Parmi eux et y occupant une place de choix ,se trouve indéniablement le Bâtonnier Alfred JOURDAN ainsi qu’en témoignent non seulement une carrière d’une durée exceptionnelle, mais aussi et surtout, les qualités d’esprit et de cœur de celui qui fut AVOCAT au sens le plus noble du terme.
Parmi ces qualités, s’il fallait n’en nommer que quelques-unes, il faudrait certainement citer
la droiture, la conscience, le courage, la volonté et surtout le désir d’être au service de son prochain et de son Barreau.
Le Bâtonnier JOURDAN, homme aussi de convictions, sut les allier harmonieusement tout au long de sa vie professionnelle et personnelle.

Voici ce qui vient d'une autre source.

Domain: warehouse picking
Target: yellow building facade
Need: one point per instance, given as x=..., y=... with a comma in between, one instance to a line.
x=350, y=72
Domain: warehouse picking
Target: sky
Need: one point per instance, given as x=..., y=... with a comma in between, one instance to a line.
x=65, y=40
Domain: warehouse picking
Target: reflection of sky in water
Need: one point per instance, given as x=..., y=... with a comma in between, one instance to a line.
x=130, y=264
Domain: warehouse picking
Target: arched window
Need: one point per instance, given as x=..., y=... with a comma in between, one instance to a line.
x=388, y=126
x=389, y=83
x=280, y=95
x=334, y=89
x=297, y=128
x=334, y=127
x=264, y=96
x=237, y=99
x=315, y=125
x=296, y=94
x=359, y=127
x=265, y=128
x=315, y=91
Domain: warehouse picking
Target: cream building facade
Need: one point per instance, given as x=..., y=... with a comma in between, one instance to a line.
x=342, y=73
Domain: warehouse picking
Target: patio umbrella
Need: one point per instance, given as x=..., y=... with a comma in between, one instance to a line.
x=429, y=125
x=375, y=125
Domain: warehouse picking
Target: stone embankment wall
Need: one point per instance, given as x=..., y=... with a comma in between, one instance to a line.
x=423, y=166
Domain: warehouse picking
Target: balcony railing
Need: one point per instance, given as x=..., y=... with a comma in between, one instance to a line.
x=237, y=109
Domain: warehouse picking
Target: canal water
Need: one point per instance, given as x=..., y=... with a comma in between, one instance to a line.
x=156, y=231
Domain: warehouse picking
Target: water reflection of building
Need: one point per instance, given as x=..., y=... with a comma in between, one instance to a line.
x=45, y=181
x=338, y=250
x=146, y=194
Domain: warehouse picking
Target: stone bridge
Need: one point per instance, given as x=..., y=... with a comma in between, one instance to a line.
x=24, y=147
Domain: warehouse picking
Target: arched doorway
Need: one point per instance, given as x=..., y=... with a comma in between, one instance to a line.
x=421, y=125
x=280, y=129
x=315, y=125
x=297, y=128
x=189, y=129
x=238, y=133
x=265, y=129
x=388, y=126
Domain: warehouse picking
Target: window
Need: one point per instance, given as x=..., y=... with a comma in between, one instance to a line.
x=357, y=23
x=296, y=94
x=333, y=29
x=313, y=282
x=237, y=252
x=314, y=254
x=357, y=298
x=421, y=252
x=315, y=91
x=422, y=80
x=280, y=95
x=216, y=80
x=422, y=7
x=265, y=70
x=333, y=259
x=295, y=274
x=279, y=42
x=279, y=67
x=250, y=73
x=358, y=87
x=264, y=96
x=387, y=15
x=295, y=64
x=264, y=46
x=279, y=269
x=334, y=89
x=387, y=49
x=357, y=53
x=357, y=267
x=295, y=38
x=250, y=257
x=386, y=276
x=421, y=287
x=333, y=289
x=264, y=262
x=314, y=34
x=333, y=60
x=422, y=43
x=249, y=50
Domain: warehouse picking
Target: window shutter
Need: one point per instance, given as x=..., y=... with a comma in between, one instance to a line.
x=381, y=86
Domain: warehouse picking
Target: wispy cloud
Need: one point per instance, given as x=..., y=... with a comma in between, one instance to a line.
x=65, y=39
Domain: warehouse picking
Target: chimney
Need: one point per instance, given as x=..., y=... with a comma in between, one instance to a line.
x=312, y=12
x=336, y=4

Né en 1881 à Aix-en-Provence, issu d’une famille d’éminents juristes, il prêta serment en 1901, âgé de vingt ans à peine, après de brillantes études de sciences et de droit qui, de la Faculté d’ Aix, le conduisirent à l’Université de BONN en Allemagne et lui valurent le diplôme de Docteur en Droit, lequel fut récompensé par une Médaille d’Or en 1906.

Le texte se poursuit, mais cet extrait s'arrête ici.